A core outcome set (COS) is a consensus-derived collection of outcomes and instruments that allows researchers to measure a consistent set of clinical endpoints in studies of a health condition. Core outcome sets are developed through an evidence-based and iterative process during which all possible outcomes for a health condition are methodologically gathered and then selected by an international group of experts and patients.

Terminology 
The term core outcome refers to a short list of clinical endpoints deemed most important to patients, providers, and researchers related to a health condition. The term core outcome should not be confused with the term outcome, which refers to any clinical endpoint that can be measured in research, regardless of importance.

Similarly, core outcomes are distinct from core outcome measurement instruments (also known as core outcome measures). While core outcomes provide guidance on what to measure in clinical studies, core outcome measurement instruments provide guidance on how to measure those selected outcomes.

A core outcome set can be composed of core outcomes alone, or of both core outcomes and the associated measurement instruments. General categories of core outcomes may be referred to as outcome domains. In some cases, a core outcome may also be a core outcome measure (e.g., patient weight).

Scope 
Core outcome sets are commonly used by clinical investigators who conduct clinical trials for the treatment of a health condition. The patient population associated with a particular core outcome set may vary, as some apply to all patients with that health condition and others apply to a small subset of that population.
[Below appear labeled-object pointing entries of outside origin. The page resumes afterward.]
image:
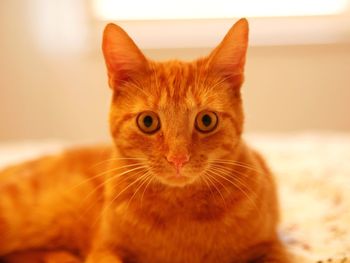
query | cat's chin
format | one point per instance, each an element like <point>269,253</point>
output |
<point>176,180</point>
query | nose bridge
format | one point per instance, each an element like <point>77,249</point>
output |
<point>178,135</point>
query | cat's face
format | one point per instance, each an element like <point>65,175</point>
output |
<point>177,117</point>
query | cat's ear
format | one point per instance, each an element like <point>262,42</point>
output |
<point>228,59</point>
<point>123,58</point>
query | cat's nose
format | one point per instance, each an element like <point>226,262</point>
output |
<point>178,160</point>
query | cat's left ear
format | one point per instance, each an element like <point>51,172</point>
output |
<point>228,59</point>
<point>123,58</point>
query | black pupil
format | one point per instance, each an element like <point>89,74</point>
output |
<point>147,121</point>
<point>206,119</point>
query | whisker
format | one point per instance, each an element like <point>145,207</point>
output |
<point>110,179</point>
<point>234,180</point>
<point>144,190</point>
<point>209,177</point>
<point>116,159</point>
<point>204,178</point>
<point>103,173</point>
<point>239,164</point>
<point>116,197</point>
<point>144,178</point>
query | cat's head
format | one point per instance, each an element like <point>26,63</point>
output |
<point>177,117</point>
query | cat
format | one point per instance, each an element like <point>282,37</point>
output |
<point>178,185</point>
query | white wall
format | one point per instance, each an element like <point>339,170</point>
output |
<point>65,94</point>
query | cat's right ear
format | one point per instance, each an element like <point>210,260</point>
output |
<point>123,58</point>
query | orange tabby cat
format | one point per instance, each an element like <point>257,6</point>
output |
<point>180,185</point>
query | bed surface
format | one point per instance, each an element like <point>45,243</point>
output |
<point>313,174</point>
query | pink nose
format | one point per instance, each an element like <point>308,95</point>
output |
<point>178,160</point>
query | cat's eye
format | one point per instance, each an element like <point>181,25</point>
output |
<point>148,122</point>
<point>206,121</point>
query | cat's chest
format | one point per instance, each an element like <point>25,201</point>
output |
<point>189,237</point>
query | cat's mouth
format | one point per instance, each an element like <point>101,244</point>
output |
<point>178,179</point>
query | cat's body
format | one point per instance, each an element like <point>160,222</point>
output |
<point>180,185</point>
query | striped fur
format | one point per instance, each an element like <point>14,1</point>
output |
<point>124,203</point>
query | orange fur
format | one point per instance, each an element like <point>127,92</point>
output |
<point>138,206</point>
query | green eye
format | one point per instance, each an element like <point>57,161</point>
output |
<point>206,121</point>
<point>148,122</point>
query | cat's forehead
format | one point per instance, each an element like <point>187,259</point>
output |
<point>185,85</point>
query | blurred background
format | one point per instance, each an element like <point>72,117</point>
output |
<point>53,80</point>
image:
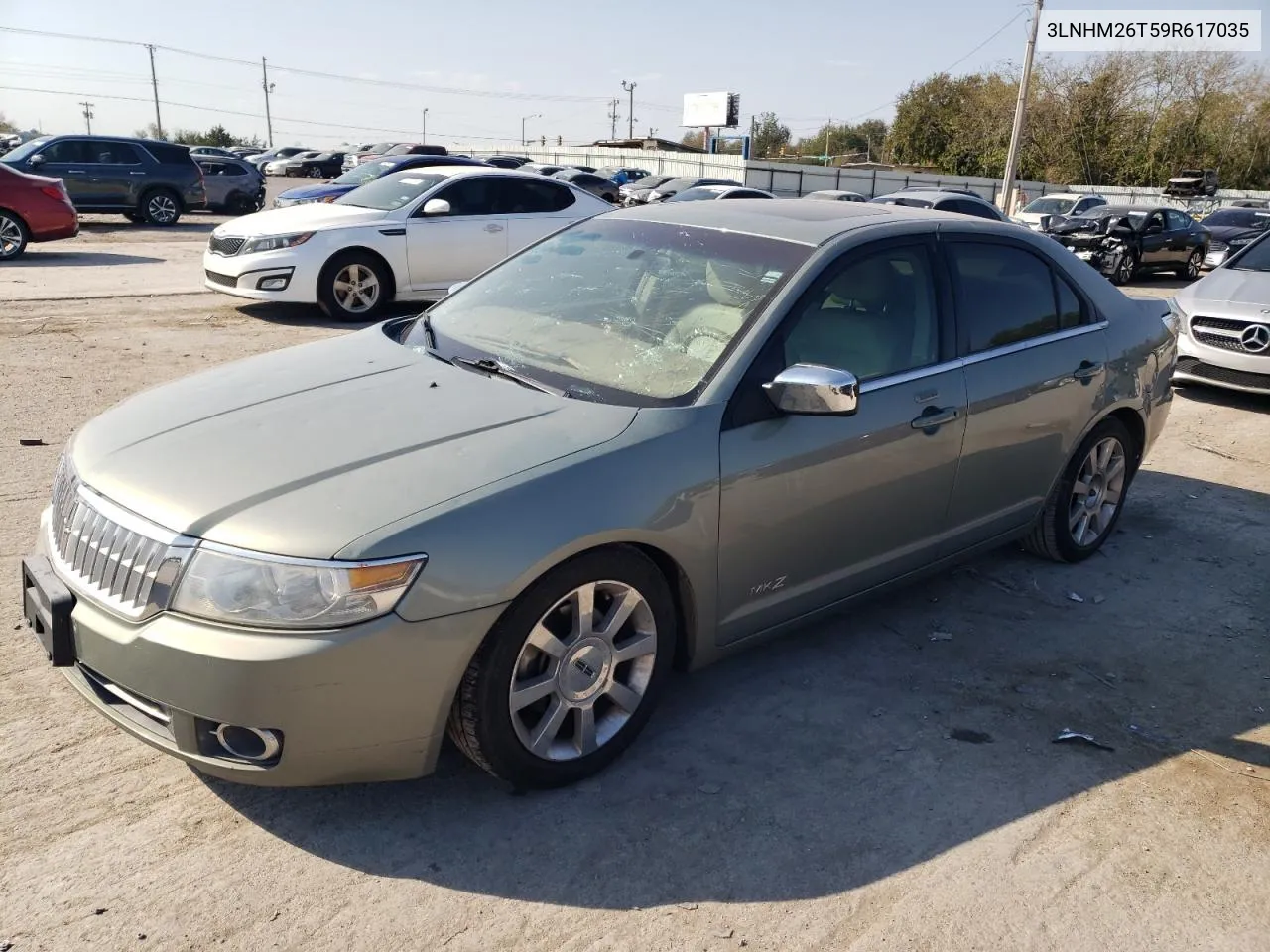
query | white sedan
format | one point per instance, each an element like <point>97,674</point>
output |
<point>407,236</point>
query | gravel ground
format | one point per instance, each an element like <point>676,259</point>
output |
<point>857,784</point>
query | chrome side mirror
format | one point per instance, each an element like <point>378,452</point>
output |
<point>815,389</point>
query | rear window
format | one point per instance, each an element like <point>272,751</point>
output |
<point>168,153</point>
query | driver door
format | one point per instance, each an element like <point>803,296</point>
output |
<point>1155,241</point>
<point>444,249</point>
<point>815,508</point>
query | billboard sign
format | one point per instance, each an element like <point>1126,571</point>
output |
<point>720,109</point>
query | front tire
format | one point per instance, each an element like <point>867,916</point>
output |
<point>571,673</point>
<point>160,207</point>
<point>353,287</point>
<point>13,236</point>
<point>1084,506</point>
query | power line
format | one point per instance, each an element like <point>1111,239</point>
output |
<point>254,116</point>
<point>314,73</point>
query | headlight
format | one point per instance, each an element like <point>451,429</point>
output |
<point>273,243</point>
<point>290,593</point>
<point>1176,317</point>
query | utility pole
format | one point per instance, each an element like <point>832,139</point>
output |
<point>612,118</point>
<point>1020,109</point>
<point>268,87</point>
<point>630,127</point>
<point>154,85</point>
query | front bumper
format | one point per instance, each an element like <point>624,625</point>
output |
<point>356,705</point>
<point>1201,363</point>
<point>241,276</point>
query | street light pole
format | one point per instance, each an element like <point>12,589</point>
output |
<point>630,127</point>
<point>154,85</point>
<point>268,87</point>
<point>1007,199</point>
<point>524,118</point>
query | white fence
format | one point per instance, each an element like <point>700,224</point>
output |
<point>790,180</point>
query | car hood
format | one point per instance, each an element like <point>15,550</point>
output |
<point>1245,291</point>
<point>302,217</point>
<point>1228,232</point>
<point>309,191</point>
<point>303,451</point>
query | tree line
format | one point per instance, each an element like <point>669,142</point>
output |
<point>1110,119</point>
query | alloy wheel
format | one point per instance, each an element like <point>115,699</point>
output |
<point>1125,268</point>
<point>10,236</point>
<point>1097,492</point>
<point>162,209</point>
<point>357,289</point>
<point>583,670</point>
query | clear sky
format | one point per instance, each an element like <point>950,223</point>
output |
<point>807,61</point>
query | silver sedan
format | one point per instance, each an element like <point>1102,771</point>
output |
<point>652,438</point>
<point>1225,324</point>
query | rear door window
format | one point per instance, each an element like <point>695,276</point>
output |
<point>67,150</point>
<point>1005,295</point>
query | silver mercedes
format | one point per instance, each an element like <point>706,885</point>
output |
<point>1225,322</point>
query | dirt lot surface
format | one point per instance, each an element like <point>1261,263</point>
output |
<point>860,784</point>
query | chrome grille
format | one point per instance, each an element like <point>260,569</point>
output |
<point>1225,333</point>
<point>226,246</point>
<point>108,553</point>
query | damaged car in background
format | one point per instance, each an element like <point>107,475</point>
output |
<point>1233,229</point>
<point>1123,241</point>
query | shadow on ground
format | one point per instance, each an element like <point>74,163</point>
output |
<point>50,258</point>
<point>312,315</point>
<point>1220,397</point>
<point>830,760</point>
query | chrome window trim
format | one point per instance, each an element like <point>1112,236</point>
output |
<point>962,362</point>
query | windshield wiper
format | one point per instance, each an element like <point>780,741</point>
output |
<point>497,368</point>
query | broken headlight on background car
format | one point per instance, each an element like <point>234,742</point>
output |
<point>275,243</point>
<point>271,592</point>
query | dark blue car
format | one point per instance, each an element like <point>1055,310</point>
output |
<point>367,172</point>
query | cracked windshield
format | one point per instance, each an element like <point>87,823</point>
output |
<point>616,307</point>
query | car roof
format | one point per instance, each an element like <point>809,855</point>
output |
<point>789,220</point>
<point>937,194</point>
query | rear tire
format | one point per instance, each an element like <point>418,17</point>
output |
<point>14,235</point>
<point>1125,268</point>
<point>353,287</point>
<point>550,698</point>
<point>1191,271</point>
<point>160,207</point>
<point>1084,506</point>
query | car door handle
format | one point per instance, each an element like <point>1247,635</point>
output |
<point>1087,370</point>
<point>935,416</point>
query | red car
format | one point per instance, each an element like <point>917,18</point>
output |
<point>32,208</point>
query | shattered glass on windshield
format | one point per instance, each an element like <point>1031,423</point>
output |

Core outcome sets are typically used in research, but they may also be used for patient management during routine clinical care.

The need to develop core outcome sets was initially identified by methodologists and aggregators of systematic reviews, like Cochrane, who observed that meta-analyses of trials of similar conditions were frequently impeded by the lack of similarity among the outcomes and outcome measures they employed.

Methodology 
In general, the process for selecting a core outcome set requires a rigorous methodology in which outcomes are first pooled from all possible sources and then subsequently prioritized during a consensus process.

A long list of outcomes is first developed by means of systematic reviews, literature reviews, and reviews of patient resources. Additional outcomes are identified by interviewing those with further personal, professional or scientific knowledge of the health condition, such as patients, representatives of patient support groups, physicians and other clinicians, industry scientists, and healthcare regulators.

After a list of potential outcomes is identified, an international group of experts and patients then select the outcomes most important to them by a consensus process, commonly the Delphi technique or nominal group technique.

For each of the selected outcomes, core outcome measures are identified and then selected through a process similar to that of core outcomes.

The selected list of outcomes and outcome measures is then published and disseminated for use by clinical trialists. Uptake of the core outcome set, or its active use by trialists, is encouraged.

Examples of core outcome set initiatives 
The first initiative to standardize outcomes was led in 1970 by the World Health Organization (WHO), which attempted to create a set of outcomes for clinical trials in cancer. Since then, numerous initiatives have been created to both develop core outcome sets and provide resources for other groups.

Core outcomes in rheumatology

OMERACT 
Over 40 core outcome sets related to rheumatology have been developed by The Outcome Measures in Rheumatology (OMERACT) collaboration, including those for fibromyalgia, gout, and osteoporosis. In addition to developing core outcome sets in rheumatology, OMERACT publishes resources and handbooks for researchers across all specialties.

General initiatives

COMET 
The Core Outcome Measures in Effectiveness Trials (COMET) group is an international collaboration that provides extensive methodological support to all groups developing core outcome sets. COMET was first launched in 2010 and is currently led by Dr. Paula Williamson.

Core outcomes in dermatology

CS-COUSIN 
The Cochrane Skin - Core Outcome Set Initiative (CS-COUSIN) group was created with the aim of developing core outcome sets in dermatology and providing methodological support to core outcome set developers. CS-COUSIN is affiliated with the development of 18 dermatologic core outcome sets, including those for vitiligo, eczema, and acne.

IMPROVED 
The Measurement of Priority Outcome Variables in Dermatologic Surgery group (IMPROVED), led by Dr. Murad Alam, is an international collaboration of dermatologic surgeons that has developed core outcomes for various dermatologic surgery conditions. Notably, the IMPROVED group has developed core outcome sets for cutaneous squamous cell carcinoma, basal cell carcinoma, and actinic keratosis.

Core outcome in women's health

CROWN 
Six core outcome sets have been developed by the Core Outcomes in Women's and Newborn's Health (CROWN) collaboration for various health conditions relevant to women's health. Notable sets include those for diabetes in pregnancy, preterm birth, and maternity care.

Access to core outcome sets 
Core outcome sets that are published or are in development can be found in a database maintained by the COMET initiative. The database is refreshed annually by a systematic review of core outcome set studies.